您可以使用中间件在战略点拦截执行来实现防护栏——在代理开始前、完成后，或在模型和工具调用前后。

防护栏可以通过两种互补的方法实现：

确定性防护栏

使用基于规则的逻辑，如正则表达式模式、关键词匹配或显式检查。快速、可预测且经济高效，但可能遗漏细微的违规行为。

基于模型的防护栏

使用LLM或分类器通过语义理解评估内容。能捕捉规则遗漏的微妙问题，但速度较慢且成本较高。

LangChain提供了内置防护栏（例如，PII检测、Human in the Loop）和一个灵活的中间件系统，用于使用任一方法构建自定义防护栏。

内置防护栏

PII检测

LangChain提供内置中间件，用于检测和处理对话中的个人身份信息（PII）。此中间件可以检测常见的PII类型，如电子邮件、信用卡、IP地址等。 PII检测中间件适用于具有合规要求的医疗保健和金融应用、需要清理日志的客户服务代理，以及通常任何处理敏感用户数据的应用程序。 PII中间件支持多种处理检测到的PII的策略：

策略	描述	示例
`redact`	替换为 `[REDACTED_{PII_TYPE}]`	`[REDACTED_EMAIL]`
`mask`	部分遮蔽（例如，最后4位数字）	`**--**-1234`
`hash`	替换为确定性哈希值	`a8f5f167...`
`block`	检测到时引发异常	抛出错误

from langchain.agents import create_agent
from langchain.agents.middleware import PIIMiddleware


agent = create_agent(
    model="gpt-5.4",
    tools=[customer_service_tool, email_tool],
    middleware=[
        # 在发送到模型之前，对用户输入中的电子邮件进行脱敏
        PIIMiddleware(
            "email",
            strategy="redact",
            apply_to_input=True,
        ),
        # 对用户输入中的信用卡进行遮蔽
        PIIMiddleware(
            "credit_card",
            strategy="mask",
            apply_to_input=True,
        ),
        # 阻止API密钥 - 如果检测到则引发错误
        PIIMiddleware(
            "api_key",
            detector=r"sk-[a-zA-Z0-9]{32}",
            strategy="block",
            apply_to_input=True,
        ),
    ],
)

# 当用户提供PII时，它将根据策略进行处理
result = agent.invoke({
    "messages": [{"role": "user", "content": "My email is john.doe@example.com and card is 5105-1051-0510-5100"}]
})

内置PII类型和配置

内置PII类型：

email - 电子邮件地址
credit_card - 信用卡号（Luhn验证）
ip - IP地址
mac_address - MAC地址
url - URL

配置选项：

参数	描述	默认值
`pii_type`	要检测的PII类型（内置或自定义）	必需
`strategy`	如何处理检测到的PII（`"block"`、`"redact"`、`"mask"`、`"hash"`）	`"redact"`
`detector`	自定义检测器函数或正则表达式模式	`None`（使用内置）
`apply_to_input`	在模型调用前检查用户消息	`True`
`apply_to_output`	在模型调用后检查AI消息	`False`
`apply_to_tool_results`	在执行后检查工具结果消息	`False`

有关PII检测功能的完整详细信息，请参阅中间件文档。

Human in the Loop

LangChain提供内置中间件，用于在执行敏感操作前要求人工批准。这是高风险决策最有效的防护栏之一。 Human in the Loop中间件适用于金融交易和转账、删除或修改生产数据、向外部方发送通信，以及任何具有重大业务影响的操作。

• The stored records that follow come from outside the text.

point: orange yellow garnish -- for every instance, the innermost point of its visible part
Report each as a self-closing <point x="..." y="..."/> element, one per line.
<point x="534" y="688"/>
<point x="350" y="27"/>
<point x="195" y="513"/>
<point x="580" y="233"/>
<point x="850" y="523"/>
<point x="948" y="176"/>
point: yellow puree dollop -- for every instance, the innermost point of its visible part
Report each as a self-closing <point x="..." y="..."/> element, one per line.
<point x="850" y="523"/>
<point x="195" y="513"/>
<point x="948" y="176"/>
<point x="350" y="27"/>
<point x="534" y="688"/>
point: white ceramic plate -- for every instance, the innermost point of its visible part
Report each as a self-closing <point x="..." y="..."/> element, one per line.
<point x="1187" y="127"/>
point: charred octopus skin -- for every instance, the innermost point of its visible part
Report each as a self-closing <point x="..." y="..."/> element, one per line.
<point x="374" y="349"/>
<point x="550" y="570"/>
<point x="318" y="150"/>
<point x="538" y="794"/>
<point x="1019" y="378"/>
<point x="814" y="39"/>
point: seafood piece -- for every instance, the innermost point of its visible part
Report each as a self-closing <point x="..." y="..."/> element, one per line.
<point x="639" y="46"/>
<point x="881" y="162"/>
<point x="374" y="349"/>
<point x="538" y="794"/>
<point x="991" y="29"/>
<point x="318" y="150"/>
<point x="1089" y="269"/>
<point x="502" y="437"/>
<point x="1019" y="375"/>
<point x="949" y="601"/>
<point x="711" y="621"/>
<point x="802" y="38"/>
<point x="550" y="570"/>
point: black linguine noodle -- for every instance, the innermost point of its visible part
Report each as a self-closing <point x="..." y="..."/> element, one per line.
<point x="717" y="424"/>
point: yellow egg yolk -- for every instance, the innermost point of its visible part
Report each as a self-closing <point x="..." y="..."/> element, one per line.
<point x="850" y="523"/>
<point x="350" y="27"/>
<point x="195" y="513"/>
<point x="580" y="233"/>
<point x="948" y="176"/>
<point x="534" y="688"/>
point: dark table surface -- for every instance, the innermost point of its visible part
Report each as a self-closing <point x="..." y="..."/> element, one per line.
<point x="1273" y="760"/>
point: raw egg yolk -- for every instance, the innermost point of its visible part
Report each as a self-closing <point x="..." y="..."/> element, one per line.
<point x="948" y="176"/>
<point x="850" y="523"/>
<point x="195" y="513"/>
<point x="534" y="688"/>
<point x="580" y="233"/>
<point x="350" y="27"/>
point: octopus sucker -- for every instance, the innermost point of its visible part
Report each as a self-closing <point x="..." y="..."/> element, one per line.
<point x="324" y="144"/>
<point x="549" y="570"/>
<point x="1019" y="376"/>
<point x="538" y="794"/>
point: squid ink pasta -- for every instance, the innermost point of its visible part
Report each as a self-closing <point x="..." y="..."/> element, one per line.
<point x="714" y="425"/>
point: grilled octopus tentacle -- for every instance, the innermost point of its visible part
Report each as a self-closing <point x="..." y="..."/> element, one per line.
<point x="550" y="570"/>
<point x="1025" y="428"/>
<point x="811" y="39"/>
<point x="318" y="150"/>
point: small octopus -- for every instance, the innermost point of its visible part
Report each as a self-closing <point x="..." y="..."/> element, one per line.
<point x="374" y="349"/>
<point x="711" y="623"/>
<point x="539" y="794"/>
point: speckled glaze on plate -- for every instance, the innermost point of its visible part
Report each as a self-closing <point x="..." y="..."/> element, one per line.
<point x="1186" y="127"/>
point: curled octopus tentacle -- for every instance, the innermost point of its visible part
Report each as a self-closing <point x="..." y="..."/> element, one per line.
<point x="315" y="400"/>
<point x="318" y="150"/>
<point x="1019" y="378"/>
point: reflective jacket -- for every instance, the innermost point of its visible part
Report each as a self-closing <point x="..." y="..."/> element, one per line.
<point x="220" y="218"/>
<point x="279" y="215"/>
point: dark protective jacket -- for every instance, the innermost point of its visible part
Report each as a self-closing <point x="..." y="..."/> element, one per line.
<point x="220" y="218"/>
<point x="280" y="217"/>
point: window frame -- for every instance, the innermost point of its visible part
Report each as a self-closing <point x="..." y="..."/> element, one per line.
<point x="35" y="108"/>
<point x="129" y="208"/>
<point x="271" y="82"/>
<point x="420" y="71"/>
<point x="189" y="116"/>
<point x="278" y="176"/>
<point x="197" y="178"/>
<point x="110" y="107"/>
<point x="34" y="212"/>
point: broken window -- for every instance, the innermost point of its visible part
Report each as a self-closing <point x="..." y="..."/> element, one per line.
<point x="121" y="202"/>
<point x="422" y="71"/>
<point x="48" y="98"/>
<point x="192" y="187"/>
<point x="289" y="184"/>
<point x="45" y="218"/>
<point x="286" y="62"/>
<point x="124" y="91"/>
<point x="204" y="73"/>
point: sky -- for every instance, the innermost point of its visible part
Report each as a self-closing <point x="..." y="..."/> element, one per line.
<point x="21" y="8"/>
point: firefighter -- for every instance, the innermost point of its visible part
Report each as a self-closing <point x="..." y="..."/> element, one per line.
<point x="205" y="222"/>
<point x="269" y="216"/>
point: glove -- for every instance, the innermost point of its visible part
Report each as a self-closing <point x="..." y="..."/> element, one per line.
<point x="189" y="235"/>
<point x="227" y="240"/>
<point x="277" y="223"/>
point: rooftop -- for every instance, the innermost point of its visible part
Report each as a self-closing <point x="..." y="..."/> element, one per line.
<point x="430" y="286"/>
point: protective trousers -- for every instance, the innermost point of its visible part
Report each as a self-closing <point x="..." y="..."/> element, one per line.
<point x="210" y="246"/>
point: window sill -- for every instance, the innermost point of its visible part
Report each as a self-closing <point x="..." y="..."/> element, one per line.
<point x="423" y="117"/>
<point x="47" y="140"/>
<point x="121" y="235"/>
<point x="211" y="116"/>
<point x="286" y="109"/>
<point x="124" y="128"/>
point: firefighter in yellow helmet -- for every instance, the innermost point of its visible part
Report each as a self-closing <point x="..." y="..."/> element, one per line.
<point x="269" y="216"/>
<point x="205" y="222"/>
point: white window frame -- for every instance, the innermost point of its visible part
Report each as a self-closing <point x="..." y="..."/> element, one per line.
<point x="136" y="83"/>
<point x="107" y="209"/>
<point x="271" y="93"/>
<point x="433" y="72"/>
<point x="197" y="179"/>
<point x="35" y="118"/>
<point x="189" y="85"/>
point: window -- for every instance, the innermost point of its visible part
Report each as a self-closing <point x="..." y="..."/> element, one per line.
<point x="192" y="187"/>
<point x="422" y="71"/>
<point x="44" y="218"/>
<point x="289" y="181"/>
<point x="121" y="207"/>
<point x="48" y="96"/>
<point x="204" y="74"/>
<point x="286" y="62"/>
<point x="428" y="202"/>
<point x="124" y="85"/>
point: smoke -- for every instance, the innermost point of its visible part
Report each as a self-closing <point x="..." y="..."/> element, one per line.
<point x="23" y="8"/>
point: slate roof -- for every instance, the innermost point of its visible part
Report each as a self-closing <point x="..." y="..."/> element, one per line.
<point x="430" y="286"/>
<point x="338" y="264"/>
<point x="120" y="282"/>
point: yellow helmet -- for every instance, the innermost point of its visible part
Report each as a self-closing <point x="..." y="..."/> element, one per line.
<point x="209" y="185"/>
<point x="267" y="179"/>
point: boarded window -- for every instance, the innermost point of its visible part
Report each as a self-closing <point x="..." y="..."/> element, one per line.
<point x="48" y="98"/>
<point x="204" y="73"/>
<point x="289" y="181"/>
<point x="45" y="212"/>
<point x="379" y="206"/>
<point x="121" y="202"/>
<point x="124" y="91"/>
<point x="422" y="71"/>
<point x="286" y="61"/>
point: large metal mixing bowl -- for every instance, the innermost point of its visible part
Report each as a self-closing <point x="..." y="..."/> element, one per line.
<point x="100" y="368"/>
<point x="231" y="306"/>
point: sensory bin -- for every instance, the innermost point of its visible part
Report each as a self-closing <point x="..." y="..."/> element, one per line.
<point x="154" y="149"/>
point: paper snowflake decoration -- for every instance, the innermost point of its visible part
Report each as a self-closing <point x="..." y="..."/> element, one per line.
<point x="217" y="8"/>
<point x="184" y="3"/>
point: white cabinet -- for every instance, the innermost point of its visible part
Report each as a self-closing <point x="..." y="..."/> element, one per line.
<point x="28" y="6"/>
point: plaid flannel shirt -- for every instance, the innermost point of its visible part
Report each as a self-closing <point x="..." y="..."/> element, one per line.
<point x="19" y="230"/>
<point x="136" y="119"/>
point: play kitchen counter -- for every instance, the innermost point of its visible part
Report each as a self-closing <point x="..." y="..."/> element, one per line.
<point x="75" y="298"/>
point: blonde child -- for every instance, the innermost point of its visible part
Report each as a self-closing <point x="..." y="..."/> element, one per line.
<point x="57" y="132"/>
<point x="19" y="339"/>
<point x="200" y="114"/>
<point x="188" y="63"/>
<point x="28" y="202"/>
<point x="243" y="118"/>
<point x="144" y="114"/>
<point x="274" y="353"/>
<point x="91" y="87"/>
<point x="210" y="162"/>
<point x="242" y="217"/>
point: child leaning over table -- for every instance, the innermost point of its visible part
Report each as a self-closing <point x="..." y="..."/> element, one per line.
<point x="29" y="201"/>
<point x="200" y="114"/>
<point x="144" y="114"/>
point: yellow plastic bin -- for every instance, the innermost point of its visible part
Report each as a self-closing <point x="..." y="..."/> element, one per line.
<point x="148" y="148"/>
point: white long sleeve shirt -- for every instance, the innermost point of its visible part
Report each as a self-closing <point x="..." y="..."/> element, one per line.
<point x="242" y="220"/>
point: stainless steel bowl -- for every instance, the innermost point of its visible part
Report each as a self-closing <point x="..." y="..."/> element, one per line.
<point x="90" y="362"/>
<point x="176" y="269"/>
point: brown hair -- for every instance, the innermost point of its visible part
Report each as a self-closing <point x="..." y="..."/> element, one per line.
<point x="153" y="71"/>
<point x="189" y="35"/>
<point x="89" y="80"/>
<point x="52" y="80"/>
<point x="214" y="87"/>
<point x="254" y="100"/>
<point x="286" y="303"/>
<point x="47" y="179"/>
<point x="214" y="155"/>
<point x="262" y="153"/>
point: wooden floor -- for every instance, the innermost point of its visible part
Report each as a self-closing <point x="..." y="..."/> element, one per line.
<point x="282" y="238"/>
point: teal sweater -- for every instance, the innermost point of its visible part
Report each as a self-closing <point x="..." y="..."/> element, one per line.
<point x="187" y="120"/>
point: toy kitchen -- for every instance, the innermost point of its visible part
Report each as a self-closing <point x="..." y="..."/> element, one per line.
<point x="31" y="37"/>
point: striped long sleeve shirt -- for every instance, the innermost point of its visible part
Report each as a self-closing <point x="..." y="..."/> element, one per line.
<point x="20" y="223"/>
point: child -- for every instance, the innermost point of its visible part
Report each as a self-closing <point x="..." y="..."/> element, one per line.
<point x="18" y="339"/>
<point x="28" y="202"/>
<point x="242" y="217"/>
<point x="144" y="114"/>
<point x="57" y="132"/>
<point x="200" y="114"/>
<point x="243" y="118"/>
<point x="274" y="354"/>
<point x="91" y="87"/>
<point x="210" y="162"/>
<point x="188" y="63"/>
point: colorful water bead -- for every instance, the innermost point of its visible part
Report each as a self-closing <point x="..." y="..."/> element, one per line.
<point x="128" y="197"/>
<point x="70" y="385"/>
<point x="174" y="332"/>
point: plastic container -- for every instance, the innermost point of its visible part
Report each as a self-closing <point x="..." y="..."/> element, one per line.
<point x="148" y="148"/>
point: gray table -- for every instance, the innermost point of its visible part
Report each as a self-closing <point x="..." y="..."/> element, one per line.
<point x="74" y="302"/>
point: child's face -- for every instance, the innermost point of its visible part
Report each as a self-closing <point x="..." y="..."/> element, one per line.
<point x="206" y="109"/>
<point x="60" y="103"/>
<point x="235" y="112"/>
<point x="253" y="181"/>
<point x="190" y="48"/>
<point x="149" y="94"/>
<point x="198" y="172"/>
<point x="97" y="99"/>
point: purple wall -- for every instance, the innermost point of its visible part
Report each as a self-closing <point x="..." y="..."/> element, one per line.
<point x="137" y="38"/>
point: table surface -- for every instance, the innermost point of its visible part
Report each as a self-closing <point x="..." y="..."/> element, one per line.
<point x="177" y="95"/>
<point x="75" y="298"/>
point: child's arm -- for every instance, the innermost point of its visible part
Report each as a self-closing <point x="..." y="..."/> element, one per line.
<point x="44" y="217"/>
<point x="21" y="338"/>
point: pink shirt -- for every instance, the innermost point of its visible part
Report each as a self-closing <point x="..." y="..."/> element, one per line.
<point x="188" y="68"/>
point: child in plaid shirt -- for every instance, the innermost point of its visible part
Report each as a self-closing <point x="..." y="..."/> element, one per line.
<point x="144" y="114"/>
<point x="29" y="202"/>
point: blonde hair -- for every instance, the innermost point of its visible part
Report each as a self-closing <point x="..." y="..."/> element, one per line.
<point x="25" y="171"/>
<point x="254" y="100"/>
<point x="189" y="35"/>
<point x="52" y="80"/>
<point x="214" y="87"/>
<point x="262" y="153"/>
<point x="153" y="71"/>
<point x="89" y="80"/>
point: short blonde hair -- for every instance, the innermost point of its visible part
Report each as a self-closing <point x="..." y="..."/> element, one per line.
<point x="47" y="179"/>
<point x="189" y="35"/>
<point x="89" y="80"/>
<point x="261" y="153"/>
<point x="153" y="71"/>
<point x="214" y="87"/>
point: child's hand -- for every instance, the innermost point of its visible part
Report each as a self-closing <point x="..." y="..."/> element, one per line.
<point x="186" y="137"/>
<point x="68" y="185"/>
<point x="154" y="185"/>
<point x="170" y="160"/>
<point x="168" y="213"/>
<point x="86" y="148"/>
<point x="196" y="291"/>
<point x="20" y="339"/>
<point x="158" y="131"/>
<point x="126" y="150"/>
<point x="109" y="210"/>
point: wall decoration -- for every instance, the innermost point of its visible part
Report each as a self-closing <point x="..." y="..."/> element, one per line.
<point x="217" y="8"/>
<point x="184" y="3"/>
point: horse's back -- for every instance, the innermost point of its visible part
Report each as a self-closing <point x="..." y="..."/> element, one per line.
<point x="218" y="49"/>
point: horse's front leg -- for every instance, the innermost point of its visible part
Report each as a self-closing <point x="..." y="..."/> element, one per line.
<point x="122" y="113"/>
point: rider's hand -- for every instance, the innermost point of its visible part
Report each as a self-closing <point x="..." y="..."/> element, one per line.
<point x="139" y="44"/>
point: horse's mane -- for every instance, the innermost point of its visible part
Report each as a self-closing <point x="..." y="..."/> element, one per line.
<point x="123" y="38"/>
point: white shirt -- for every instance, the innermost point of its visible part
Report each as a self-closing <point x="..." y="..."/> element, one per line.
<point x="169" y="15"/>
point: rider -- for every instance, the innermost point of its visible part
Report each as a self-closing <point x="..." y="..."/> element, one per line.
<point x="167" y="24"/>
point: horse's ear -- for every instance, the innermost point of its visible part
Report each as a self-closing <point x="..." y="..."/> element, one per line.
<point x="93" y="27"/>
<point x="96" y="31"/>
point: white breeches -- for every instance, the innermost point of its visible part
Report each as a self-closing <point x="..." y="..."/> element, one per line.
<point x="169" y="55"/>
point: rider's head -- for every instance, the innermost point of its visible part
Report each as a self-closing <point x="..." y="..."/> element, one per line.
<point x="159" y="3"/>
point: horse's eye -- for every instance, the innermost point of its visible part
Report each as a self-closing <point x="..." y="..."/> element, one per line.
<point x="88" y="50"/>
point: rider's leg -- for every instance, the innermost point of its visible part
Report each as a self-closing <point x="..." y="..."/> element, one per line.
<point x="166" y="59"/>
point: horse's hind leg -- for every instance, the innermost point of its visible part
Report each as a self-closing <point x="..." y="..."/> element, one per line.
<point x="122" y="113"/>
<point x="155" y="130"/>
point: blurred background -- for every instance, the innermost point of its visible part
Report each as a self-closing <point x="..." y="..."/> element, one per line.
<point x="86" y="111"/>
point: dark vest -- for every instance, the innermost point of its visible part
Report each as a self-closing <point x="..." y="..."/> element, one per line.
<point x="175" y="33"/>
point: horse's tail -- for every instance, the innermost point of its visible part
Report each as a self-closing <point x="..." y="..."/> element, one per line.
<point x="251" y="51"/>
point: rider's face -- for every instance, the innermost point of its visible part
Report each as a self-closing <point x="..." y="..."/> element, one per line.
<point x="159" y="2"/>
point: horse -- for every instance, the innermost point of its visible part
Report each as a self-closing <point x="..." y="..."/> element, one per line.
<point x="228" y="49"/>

from langchain.agents import create_agent
from langchain.agents.middleware import HumanInTheLoopMiddleware
from langgraph.checkpoint.memory import InMemorySaver
from langgraph.types import Command


agent = create_agent(
    model="gpt-5.4",
    tools=[search_tool, send_email_tool, delete_database_tool],
    middleware=[
        HumanInTheLoopMiddleware(
            interrupt_on={
                # 敏感操作需要批准
                "send_email": True,
                "delete_database": True,
                # 自动批准安全操作
                "search": False,
            }
        ),
    ],
    # 在中断之间持久化状态
    checkpointer=InMemorySaver(),
)

# Human in the Loop需要线程ID进行持久化
config = {"configurable": {"thread_id": "some_id"}}

# 代理将在执行敏感工具前暂停并等待批准
result = agent.invoke(
    {"messages": [{"role": "user", "content": "Send an email to the team"}]},
    config=config
)

result = agent.invoke(
    Command(resume={"decisions": [{"type": "approve"}]}),
    config=config  # 使用相同的线程ID恢复暂停的对话
)

有关实现审批工作流的完整详细信息，请参阅Human in the Loop文档。

自定义防护栏

对于更复杂的防护栏，您可以创建在代理执行前或后运行的自定义中间件。这使您能够完全控制验证逻辑、内容过滤和安全检查。

代理前防护栏

使用“代理前”钩子在每次调用开始时验证请求一次。这适用于会话级检查，如身份验证、速率限制或在任何处理开始前阻止不当请求。

from typing import Any

from langchain.agents.middleware import AgentMiddleware, AgentState, hook_config
from langgraph.runtime import Runtime

class ContentFilterMiddleware(AgentMiddleware):
    """确定性防护栏：阻止包含禁止关键词的请求。"""

    def __init__(self, banned_keywords: list[str]):
        super().__init__()
        self.banned_keywords = [kw.lower() for kw in banned_keywords]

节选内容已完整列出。